RT: Sonoco has achieved vertical integration with its recycling division helping supply its paperboard mills and then going to the converting route. Are there other ways that Sonoco is looking to vertically integrate its operations?

JB: With S3 in particular, we are now taking in a broader array of material beyond just paper.

We have a significant plastics business and we are looking for greater integration opportunities for recycled plastics and other materials.

RT: China has become a very significant player in many markets. How can North American paper companies compete with this sector? How can/does Sonoco compete with China?

JB: Sonoco has global paper operations, so we have a good view internally of the cost structure involved with operating in different regions of the world. The way for the North American industry and Sonoco to compete is to have first quartile costs. We extensively employ both lean and Six Sigma methodology along with prudent capital management. Our internal productivity processes are strong.

I also expect that we are in an energy cost lull, and that over the next few years we will see the cost of oil return to very high levels. Shipping goods long distances will be more cost prohibitive, and I expect regional paper manufacturers will have an edge, particularly if they are focusing now on reducing their reliance on fossil fuels.

Sonoco just recently announced a new biomass boiler for its largest paper mill in Hartsville, S.C.

RT: As a follow up to the above, can/should the federal government get more involved in helping U.S. paper companies, either through the implementation of tariffs on some products being imported to the United States at unfair price levels or restrictions on certain materials? (I know that a number of industries have in the past requested federal government involvement with other commodities.)

JB: As a personal opinion, I prefer open trade. There is a role for government to play to ensure a level playing field for all where currencies, lax environmental or product standards or governmental tax rebates are being used to unfairly compete.
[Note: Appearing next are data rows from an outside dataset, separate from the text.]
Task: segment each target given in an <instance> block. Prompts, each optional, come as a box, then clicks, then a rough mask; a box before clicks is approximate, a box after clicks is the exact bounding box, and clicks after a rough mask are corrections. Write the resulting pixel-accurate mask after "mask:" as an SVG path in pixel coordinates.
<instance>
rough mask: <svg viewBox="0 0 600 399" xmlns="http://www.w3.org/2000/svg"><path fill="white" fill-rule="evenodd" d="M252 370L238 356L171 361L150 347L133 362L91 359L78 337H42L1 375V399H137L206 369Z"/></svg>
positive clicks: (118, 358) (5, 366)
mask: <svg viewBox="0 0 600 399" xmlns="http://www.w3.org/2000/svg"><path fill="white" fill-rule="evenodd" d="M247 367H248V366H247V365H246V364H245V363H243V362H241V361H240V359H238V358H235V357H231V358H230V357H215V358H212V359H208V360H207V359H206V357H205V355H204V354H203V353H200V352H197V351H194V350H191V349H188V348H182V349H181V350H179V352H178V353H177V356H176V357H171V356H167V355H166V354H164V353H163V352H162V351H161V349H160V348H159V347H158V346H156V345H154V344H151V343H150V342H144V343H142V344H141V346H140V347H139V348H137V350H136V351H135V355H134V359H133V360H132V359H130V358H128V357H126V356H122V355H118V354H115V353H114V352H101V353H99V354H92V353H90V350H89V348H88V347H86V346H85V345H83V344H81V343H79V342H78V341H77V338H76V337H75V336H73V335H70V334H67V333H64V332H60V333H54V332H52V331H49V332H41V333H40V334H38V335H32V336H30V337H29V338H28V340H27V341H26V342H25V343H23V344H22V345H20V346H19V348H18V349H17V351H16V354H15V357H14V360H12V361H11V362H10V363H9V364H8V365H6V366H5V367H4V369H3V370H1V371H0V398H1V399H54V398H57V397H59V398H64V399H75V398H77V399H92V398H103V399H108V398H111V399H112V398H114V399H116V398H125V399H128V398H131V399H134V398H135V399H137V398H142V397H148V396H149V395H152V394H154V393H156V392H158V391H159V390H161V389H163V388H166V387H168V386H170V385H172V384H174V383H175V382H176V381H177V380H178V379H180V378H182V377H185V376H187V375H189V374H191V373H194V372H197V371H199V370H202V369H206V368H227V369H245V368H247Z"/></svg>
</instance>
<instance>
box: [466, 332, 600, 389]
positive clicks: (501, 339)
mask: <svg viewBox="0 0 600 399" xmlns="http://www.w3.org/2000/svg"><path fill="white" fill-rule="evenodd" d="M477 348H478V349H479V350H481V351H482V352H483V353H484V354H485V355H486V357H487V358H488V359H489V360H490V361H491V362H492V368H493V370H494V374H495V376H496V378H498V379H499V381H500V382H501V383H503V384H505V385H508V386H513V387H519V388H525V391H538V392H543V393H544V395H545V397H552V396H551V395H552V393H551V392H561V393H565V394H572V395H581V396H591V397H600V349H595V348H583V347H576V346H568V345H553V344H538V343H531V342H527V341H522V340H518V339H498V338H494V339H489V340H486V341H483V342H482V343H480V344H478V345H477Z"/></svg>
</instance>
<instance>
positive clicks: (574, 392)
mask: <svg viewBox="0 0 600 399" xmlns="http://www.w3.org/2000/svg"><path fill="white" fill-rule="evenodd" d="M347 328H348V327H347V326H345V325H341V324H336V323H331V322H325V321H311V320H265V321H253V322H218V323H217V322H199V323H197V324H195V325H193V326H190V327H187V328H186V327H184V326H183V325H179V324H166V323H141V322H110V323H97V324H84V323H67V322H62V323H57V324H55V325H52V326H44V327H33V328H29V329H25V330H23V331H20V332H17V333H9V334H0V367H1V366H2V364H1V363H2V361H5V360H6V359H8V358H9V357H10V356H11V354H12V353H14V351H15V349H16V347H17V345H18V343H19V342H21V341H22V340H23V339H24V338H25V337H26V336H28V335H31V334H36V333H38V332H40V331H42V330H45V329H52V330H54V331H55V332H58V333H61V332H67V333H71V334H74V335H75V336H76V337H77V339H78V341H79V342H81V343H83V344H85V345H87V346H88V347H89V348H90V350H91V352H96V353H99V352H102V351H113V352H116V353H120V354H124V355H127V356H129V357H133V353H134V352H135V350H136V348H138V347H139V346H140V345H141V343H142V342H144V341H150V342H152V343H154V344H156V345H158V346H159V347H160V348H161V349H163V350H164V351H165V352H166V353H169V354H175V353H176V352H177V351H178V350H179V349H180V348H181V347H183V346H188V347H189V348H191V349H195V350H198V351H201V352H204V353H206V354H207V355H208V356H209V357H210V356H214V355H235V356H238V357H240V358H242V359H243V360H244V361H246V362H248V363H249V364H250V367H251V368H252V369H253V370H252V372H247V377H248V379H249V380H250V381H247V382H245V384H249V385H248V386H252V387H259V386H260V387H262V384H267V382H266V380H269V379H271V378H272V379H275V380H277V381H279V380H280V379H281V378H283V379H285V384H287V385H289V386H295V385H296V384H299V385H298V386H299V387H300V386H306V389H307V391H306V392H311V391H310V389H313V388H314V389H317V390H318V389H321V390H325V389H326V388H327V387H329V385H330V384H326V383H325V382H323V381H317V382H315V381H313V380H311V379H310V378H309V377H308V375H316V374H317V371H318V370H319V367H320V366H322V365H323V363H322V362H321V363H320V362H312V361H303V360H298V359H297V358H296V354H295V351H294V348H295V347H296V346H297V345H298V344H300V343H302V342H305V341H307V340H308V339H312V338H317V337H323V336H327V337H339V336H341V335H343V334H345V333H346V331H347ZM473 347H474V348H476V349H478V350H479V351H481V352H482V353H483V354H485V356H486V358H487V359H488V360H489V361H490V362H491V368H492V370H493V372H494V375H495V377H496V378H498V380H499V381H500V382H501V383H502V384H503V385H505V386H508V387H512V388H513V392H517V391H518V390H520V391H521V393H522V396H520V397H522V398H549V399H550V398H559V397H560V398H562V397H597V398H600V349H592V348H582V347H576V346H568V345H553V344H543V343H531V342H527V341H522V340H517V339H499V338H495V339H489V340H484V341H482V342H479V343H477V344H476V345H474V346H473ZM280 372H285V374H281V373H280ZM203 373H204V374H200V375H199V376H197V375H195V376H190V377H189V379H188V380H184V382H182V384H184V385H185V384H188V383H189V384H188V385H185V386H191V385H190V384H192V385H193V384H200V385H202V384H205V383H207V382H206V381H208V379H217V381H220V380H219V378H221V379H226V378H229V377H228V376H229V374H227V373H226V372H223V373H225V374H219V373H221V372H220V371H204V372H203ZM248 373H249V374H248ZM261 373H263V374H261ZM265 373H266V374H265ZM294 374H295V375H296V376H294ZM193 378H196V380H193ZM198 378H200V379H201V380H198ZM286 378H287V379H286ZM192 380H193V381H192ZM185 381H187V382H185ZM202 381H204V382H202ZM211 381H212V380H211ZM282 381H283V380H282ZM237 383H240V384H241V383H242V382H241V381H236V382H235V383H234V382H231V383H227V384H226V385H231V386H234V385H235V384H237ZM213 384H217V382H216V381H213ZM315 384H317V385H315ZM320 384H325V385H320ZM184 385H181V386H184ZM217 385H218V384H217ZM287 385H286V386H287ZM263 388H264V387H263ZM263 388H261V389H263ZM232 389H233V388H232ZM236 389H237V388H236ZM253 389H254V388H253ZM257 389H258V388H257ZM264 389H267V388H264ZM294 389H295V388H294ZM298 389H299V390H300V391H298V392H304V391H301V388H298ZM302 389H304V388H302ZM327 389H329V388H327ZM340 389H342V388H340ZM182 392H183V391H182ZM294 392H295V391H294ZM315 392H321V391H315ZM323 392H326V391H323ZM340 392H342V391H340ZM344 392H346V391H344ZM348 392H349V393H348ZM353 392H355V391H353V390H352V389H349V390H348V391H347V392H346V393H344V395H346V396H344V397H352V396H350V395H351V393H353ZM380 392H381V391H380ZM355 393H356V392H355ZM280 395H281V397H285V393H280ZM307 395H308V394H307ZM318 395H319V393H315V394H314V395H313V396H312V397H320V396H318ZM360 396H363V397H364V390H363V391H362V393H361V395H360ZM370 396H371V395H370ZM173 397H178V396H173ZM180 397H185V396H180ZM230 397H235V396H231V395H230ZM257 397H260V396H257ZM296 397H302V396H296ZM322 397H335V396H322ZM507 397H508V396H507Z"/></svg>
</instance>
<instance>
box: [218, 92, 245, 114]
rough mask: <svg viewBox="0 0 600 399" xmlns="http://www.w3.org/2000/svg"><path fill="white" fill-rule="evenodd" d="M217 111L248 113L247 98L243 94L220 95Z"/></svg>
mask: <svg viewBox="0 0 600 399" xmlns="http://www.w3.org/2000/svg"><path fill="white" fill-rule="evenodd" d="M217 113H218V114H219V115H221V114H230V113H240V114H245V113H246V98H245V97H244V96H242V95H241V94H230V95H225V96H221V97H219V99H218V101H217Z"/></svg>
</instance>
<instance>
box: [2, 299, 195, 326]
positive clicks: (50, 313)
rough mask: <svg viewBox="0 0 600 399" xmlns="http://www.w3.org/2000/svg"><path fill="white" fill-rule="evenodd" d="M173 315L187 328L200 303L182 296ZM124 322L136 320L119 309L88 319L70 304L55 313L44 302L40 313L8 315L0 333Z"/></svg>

I believe the best way for government to help the industry is through fair taxation relative to the rest of the world, support and reward for capital re-investment and a sound energy policy that supports greater self sufficiency longer term.

RT: With the widespread embrace of single-stream collection programs, as well as more shredded paper being handled, the recovered paper streams are changing quite significantly. Ultimately, these new types of recovered paper will have to be used by end consumers, either in the U.S. or overseas. What role should recovered paper consumers play in helping improve the quality of the material being collected?

JB: Basically we have to continue to educate the public that just because a material is collected at curbside doesn’t mean it was recycled if it is later disposed of at the MRF or at the paper mill. Normal laws of supply and demand will dictate a lower price, or no market at all, during industry downturns for the more highly contaminated materials, I think.

RT: Finally, what is your five-year outlook for the domestic paper industry and the paper recycling industry in the United States?

JB: Paper is comprised of a number of grades so it’s a mixed bag. P&W grades and newsprint will be most negatively impacted, I think, as consumers continue their move to getting news and entertainment via the Web and other electronic means. I expect a rebound in tissue and certain packaging grades as population growth will generate some base level of demand growth.

Relative to the recycling industry, I expect continued growth. Paper demand in the developing world, especially China and India, will continue to grow. And I think the bulk of their installed capacity will be based on recovered fiber. They will continue to look to North America as a fiber basket, particularly as the export imbalance in the U.S. will offer attractive container back-haul rates.